Garcia must prove himself vs. Red Sox

BOSTON -- Freddy Garcia right now is on pace to have the second-lowest ERA of his career. The only time he has pitched better was a decade ago with Seattle when he finished with a 3.05 ERA. In 2001, he was third in Cy Young voting.

When he was known as The Chief in Seattle, he threw 95 mph as a 24-year-old. Now, as the 34-year-old Steady Freddy, he can't touch 90. Garcia's 2011 3.22 ERA is because of guile.

Generally, guile can get you to October, but not through it.

So that is why on Sunday night, with the lights a little brighter, the audience a little bigger, Garcia is not only pitching for sole possession of first place in the AL East, he potentially will be on the mound trying to secure a spot in a potential ALCS game against the Boston Red Sox.

Garcia, 0-2 with a 10.12 ERA against Boston, is on the postseason clock. If he can't show he can beat the Red Sox, or at least pitch well against them, it is hard to believe New York Yankees manager Joe Girardi will turn to him when the air is cooler.

"I have to go out there and pitch," said Garcia, whose best quality may be his veteran ability to minimize any extra thoughts. "It's that simple, man."

If the Yankees and Red Sox meet in October and CC Sabathia fails to improve upon the way he has pitched against Boston this season, it really won't matter who pitches after him.

The Yankees likely can't beat Boston with Sabathia being hammered all over the ballpark.

Sabathia has been very bad against Boston this season. He is 0-4 with a 7.20 ERA after Saturday's stinker. His Cy Young chances may die at Fenway. Against the rest of the league, Sabathia is 16-2 with a 2.12 ERA.

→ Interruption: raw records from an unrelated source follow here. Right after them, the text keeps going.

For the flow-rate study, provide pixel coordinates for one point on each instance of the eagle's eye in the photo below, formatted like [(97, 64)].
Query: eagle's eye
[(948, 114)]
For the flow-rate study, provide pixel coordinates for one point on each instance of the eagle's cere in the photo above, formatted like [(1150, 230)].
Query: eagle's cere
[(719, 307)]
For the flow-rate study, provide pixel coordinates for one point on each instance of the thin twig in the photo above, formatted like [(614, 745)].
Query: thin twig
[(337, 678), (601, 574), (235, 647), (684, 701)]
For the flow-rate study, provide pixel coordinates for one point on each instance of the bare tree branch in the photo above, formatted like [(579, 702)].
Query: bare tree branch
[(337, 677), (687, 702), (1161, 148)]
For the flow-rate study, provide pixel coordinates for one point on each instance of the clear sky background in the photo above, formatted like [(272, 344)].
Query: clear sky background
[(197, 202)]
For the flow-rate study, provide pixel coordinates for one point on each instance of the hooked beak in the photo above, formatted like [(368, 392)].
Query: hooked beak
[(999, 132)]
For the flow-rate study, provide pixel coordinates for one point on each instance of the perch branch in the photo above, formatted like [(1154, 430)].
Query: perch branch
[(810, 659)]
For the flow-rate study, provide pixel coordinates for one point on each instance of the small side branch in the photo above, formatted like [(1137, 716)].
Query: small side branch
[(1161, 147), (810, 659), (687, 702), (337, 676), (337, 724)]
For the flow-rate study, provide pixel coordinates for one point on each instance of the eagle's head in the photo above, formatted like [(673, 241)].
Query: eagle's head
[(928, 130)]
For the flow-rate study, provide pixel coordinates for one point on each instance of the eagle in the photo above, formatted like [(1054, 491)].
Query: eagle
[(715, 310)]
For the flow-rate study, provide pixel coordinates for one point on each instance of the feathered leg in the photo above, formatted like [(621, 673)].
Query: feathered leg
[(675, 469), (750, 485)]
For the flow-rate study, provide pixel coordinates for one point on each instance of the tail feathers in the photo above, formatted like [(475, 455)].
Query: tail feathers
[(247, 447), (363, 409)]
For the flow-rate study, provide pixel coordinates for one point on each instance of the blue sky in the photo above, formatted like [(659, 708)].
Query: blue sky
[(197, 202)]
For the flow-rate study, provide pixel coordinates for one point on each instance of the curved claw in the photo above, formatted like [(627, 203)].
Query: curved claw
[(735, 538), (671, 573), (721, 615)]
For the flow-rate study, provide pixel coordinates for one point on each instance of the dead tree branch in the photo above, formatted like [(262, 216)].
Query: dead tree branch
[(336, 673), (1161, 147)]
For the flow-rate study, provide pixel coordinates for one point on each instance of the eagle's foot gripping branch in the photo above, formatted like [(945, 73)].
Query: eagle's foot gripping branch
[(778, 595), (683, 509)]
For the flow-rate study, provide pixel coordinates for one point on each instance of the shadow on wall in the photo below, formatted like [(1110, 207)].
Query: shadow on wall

Garcia has followed the same pattern. He is 10-5 with a 2.72 ERA in non-Boston games. Against the Red Sox, he has been smashed for, on average, more than one run per inning.
Before this season, Garcia pitched well against Boston, going 8-2 in his career. But yesteryear's stats don't really matter for Garcia.

He is a different pitcher now. He relies on mostly two types of pitches -- slower and slowest.

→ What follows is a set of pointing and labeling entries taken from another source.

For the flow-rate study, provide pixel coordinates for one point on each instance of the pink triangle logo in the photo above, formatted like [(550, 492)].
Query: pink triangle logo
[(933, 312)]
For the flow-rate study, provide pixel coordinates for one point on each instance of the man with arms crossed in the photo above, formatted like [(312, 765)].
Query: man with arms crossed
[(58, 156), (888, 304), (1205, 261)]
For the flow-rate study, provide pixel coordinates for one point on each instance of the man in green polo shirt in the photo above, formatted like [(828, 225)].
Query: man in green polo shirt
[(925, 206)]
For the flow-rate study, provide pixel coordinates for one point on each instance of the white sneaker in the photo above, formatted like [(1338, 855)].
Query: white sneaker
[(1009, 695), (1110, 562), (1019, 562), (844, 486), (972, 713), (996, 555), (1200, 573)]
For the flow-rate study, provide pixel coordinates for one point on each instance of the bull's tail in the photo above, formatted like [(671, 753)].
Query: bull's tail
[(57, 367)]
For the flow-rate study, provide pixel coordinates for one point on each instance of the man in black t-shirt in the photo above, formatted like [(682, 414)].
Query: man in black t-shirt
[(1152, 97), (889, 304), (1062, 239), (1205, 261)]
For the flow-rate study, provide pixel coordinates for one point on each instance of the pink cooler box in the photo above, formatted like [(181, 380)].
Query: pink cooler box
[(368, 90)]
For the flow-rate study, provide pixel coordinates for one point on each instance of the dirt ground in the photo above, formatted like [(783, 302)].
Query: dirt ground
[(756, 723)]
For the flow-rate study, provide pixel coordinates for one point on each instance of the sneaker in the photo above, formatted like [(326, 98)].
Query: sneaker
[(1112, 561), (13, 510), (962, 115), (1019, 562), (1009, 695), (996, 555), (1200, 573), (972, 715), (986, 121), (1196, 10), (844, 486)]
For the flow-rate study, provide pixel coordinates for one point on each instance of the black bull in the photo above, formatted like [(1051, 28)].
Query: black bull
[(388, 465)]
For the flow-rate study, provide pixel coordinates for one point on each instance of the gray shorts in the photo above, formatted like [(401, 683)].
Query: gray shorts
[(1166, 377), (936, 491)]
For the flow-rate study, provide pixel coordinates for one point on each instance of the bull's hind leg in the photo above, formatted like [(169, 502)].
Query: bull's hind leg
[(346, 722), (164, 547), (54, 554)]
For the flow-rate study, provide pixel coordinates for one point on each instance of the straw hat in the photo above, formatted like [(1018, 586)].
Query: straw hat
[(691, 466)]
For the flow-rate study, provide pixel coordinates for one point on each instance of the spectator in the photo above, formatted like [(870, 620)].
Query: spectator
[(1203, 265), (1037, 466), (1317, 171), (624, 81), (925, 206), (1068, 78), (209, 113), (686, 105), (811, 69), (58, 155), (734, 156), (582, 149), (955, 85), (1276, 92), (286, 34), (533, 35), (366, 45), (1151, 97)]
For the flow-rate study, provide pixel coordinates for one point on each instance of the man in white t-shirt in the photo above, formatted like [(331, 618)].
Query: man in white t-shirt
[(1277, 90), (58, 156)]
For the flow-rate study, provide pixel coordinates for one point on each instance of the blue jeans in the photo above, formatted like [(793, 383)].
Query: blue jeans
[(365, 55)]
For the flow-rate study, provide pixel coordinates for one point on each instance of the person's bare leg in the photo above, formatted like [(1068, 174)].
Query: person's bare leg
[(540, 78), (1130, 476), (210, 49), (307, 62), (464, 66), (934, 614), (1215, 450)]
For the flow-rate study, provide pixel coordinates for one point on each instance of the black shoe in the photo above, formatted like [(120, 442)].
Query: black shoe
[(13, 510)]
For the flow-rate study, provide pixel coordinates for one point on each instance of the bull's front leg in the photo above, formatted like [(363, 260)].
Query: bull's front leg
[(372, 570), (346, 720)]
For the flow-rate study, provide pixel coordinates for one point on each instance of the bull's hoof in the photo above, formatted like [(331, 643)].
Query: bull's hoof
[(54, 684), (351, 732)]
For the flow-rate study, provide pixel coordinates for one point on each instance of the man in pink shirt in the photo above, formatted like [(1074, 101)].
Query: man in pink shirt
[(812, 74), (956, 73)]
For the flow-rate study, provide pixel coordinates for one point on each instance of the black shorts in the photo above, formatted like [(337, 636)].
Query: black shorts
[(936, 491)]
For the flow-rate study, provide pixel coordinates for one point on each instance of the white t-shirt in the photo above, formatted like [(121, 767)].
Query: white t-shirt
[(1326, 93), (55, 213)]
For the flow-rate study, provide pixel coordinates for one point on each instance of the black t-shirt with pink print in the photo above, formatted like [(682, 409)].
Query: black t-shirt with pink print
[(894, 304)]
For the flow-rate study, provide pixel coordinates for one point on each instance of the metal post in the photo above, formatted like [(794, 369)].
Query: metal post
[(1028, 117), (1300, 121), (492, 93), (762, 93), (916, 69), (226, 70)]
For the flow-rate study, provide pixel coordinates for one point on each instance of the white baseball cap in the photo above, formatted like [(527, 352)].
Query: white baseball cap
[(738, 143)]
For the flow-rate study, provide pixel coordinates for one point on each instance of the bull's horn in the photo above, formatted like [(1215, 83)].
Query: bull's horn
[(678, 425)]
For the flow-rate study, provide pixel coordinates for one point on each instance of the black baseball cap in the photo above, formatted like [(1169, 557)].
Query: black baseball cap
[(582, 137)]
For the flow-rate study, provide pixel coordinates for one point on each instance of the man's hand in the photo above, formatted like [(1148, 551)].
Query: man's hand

His average velocity is a tad beneath 82 mph, which is third-slowest in the league. His fastball average of 87 is fifth-slowest.

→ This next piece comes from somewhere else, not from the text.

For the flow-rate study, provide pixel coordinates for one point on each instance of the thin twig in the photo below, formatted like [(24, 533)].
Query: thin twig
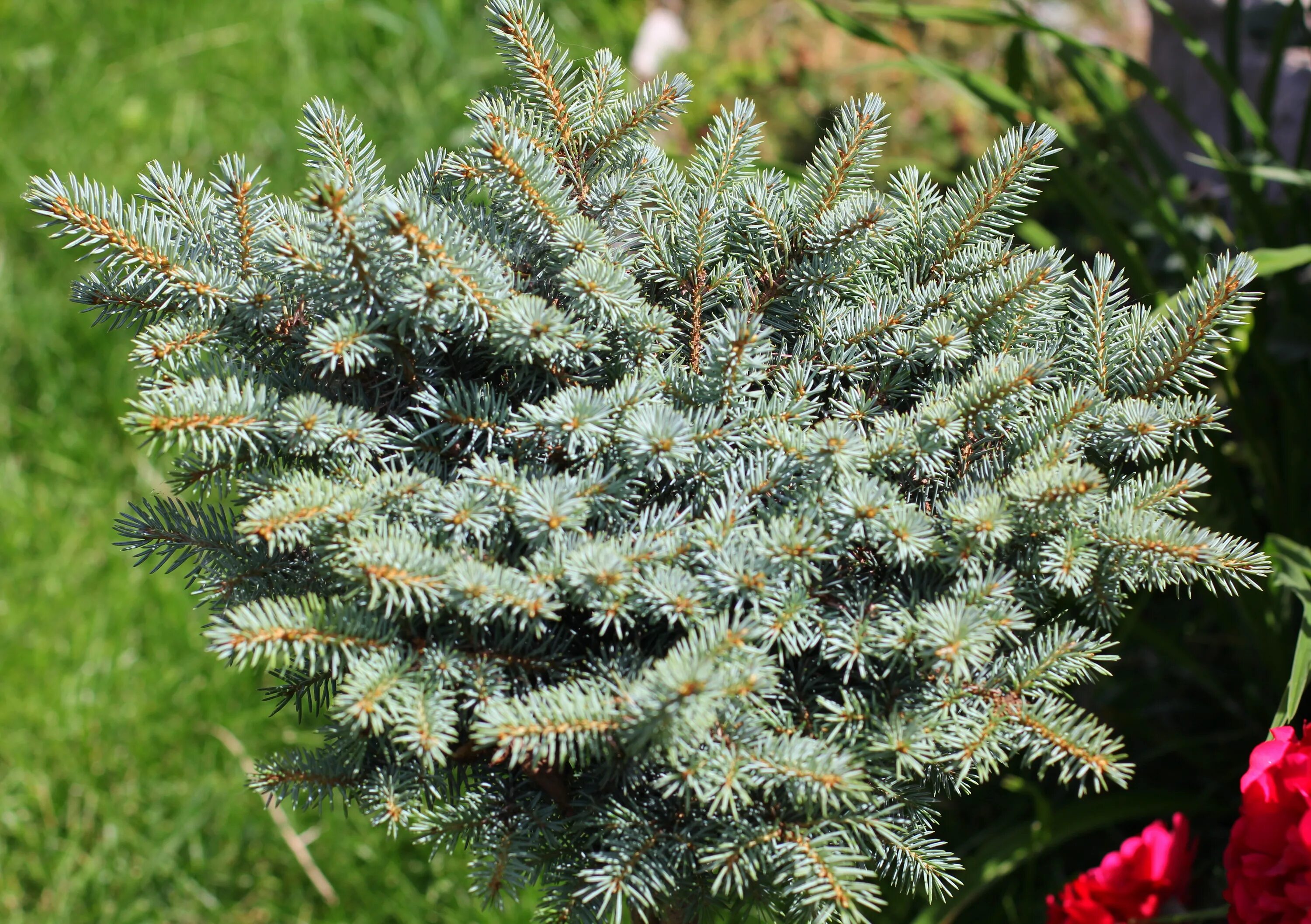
[(295, 842)]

The Red Sox have mauled Garcia's finesse. They haven't been fooled by Garcia's five pitches (fastball, changeup, curveball, slider and splitter). He throws his fastball less than 40 percent of the time, which is fewer than nine out of every 10 AL starters.

Forget being slow and easy to identify, Boston has hit the pitches like they are standing still, which, if it happens again, would make it tough for the Yankees to call on Garcia against Boston in the playoffs.

"I'm not thinking like that," pitching coach Larry Rothschild said. "The postseason is 50 games away and we have to get there first so I don't think like that."

The Red Sox have hit an incredible .344 against Garcia this season.

On Sunday, working against Garcia is that he is pitching on extended rest and at night. In his three starts with six days or rest or more, he is 0-2 with a 6.39 ERA. In his other 16 starts, he is 10-5 with a 2.78 ERA. He last pitched a week ago, on Sunday. He went six innings and gave up just two runs. That was a day game.

Garcia is 5-1 with a 1.73 ERA in day games. At night, he is 5-6 with a 4.41 ERA. Game time is 8:05.

"[Sunday] is a big game," Girardi said.

The manager was talking about the battle for first. For Garcia, it could potentially mean much, much more.